On
their right was a Paris regiment made up mostly of short, but
thick-chested men, all very dark. Its numbers were only one-third what
they had been a week before, and its colonel was Pierre Louis
Bougainville, late Apache, late of the Butte Montmartre. All the
colonels, majors and captains of this regiment had been killed and he
now led it, earning his promotion by the divine right of genius. He, at
least, could look into his knapsack and see there the shadow of a
marshal's baton, a shadow that might grow more material.

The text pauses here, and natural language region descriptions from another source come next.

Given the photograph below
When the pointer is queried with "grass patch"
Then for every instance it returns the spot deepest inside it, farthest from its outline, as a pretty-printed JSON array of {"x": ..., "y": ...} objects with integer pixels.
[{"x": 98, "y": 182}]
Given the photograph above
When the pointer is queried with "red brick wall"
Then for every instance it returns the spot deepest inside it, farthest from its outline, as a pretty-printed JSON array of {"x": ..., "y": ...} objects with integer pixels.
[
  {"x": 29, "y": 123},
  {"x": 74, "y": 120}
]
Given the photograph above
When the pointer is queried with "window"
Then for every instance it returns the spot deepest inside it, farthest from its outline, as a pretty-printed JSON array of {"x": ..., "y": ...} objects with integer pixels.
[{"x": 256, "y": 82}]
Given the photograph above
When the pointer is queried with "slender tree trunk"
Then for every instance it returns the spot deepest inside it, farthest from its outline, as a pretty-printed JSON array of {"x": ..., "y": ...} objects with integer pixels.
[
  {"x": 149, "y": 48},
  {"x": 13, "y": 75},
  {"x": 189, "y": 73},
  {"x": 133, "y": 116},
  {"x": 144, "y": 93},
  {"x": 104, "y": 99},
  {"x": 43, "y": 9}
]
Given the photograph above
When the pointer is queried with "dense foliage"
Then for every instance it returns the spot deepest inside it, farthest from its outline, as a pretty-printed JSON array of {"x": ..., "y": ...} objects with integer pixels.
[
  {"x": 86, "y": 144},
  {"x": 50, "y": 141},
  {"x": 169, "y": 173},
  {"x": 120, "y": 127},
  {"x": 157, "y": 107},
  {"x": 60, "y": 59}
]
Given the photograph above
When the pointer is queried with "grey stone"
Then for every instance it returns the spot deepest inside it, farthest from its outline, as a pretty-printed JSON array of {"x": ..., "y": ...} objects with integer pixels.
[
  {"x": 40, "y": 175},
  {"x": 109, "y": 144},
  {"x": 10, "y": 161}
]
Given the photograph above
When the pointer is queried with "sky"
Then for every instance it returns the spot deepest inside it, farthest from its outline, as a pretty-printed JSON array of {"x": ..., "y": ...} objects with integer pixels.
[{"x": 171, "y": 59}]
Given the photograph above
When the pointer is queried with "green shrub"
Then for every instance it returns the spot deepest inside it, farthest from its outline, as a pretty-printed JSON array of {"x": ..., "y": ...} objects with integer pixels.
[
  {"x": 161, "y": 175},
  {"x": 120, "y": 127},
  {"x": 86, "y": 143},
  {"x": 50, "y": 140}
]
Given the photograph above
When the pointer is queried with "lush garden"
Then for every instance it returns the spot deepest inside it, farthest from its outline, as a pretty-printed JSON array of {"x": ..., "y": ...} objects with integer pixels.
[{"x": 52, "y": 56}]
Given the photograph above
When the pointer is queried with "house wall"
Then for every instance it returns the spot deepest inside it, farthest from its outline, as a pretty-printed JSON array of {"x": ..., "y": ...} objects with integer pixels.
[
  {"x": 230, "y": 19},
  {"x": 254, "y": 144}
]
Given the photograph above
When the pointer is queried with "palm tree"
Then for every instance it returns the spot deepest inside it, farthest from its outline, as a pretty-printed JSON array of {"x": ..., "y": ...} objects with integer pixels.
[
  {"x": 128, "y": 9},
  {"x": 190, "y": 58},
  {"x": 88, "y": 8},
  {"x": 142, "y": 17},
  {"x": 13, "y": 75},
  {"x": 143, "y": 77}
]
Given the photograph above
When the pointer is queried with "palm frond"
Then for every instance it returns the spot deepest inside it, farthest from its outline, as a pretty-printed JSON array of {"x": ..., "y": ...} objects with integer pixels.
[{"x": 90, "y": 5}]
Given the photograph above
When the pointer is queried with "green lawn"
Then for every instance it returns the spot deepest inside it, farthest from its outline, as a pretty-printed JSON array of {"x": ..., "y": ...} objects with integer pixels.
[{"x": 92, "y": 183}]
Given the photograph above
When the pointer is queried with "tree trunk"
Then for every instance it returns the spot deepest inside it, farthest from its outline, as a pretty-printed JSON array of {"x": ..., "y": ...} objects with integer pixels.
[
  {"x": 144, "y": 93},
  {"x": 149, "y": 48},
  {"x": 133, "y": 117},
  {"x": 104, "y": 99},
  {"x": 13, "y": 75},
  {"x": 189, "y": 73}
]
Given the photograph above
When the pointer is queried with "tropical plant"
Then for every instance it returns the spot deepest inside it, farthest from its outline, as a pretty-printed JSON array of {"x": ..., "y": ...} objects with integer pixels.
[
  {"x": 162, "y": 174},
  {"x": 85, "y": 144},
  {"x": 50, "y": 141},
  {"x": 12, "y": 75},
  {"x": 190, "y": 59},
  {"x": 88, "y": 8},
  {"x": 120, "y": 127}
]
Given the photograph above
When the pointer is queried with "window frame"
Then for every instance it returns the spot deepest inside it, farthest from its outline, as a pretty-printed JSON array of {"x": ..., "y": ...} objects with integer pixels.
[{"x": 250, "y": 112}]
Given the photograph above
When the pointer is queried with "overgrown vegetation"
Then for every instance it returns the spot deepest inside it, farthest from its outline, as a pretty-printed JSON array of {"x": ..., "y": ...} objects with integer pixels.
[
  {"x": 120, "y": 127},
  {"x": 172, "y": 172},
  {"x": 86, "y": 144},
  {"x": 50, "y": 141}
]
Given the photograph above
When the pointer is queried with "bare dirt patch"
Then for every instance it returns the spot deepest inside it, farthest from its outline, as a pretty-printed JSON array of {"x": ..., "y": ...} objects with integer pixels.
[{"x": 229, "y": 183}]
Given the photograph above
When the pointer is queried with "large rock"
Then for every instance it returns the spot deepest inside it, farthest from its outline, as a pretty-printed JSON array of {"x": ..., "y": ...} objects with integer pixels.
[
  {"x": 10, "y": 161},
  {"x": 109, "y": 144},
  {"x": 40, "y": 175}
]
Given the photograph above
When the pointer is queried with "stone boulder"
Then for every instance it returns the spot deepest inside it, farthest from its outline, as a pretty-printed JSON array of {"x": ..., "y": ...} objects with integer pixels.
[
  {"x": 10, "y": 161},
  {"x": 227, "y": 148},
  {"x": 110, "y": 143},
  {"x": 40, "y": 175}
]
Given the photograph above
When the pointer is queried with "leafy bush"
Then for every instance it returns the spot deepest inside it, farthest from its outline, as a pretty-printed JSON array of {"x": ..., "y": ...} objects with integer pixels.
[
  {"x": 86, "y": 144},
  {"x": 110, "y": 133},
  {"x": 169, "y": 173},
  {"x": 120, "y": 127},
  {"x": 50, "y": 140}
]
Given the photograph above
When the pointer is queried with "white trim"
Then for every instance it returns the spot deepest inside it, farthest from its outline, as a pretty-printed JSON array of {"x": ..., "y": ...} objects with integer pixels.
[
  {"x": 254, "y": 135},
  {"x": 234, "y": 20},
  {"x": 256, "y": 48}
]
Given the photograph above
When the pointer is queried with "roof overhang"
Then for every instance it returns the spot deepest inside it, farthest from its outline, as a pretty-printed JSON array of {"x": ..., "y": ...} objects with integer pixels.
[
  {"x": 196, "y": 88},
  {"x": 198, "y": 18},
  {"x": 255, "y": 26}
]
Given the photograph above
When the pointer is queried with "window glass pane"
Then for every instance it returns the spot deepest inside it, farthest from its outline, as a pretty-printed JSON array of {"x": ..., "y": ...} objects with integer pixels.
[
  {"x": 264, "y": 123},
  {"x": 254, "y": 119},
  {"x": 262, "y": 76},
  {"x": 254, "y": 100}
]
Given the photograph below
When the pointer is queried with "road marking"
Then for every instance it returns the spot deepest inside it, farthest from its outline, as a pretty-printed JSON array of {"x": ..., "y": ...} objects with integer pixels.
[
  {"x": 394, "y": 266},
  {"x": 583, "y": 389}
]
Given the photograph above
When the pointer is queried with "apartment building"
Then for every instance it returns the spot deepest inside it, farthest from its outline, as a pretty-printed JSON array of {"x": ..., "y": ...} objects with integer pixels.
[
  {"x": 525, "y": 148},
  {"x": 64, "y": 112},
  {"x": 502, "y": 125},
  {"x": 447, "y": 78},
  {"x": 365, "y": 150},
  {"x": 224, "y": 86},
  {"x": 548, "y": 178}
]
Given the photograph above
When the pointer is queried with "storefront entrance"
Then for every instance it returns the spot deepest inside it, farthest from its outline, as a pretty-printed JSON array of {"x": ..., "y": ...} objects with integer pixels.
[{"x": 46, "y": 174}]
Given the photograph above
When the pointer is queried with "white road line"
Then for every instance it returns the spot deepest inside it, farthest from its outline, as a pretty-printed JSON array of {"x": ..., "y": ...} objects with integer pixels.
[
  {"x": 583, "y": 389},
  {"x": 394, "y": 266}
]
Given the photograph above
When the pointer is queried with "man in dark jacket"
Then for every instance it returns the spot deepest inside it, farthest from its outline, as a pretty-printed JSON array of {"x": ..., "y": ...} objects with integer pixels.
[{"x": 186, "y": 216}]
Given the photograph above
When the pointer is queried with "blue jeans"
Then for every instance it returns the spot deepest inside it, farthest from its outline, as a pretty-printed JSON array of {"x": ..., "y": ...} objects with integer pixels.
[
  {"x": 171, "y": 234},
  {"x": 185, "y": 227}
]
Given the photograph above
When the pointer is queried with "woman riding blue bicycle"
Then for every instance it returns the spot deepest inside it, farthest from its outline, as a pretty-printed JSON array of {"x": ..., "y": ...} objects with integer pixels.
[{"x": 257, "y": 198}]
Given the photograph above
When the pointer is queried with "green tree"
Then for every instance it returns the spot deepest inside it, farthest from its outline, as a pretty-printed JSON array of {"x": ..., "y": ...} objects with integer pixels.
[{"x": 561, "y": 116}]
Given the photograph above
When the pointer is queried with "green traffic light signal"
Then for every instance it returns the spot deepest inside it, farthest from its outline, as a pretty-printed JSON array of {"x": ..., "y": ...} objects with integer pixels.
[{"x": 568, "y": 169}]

John watched him and he wondered at this transformation of a rat of
Montmartre into a man. And yet there had been many such transformations
in the French Revolution. What had happened once could always happen
again. Napoleon himself had been the son of a poor little lawyer in a
distant and half-savage island, not even French in blood, but an Italian
and an alien.
Crash! Another shell burst near, and told him to quit thinking of old
times and attend to the business before him. The past had nothing more
mighty than the present. The speed of the Strangers was increased a
little, and the French regiments on either side kept pace with them.
More shells fell. They came, shrieking through the air like hideous
birds of remote ages. Some passed entirely over the advancing troops,
but one fell among the French on John's right, and the column opening
out, passed shudderingly around the spot where death had struck.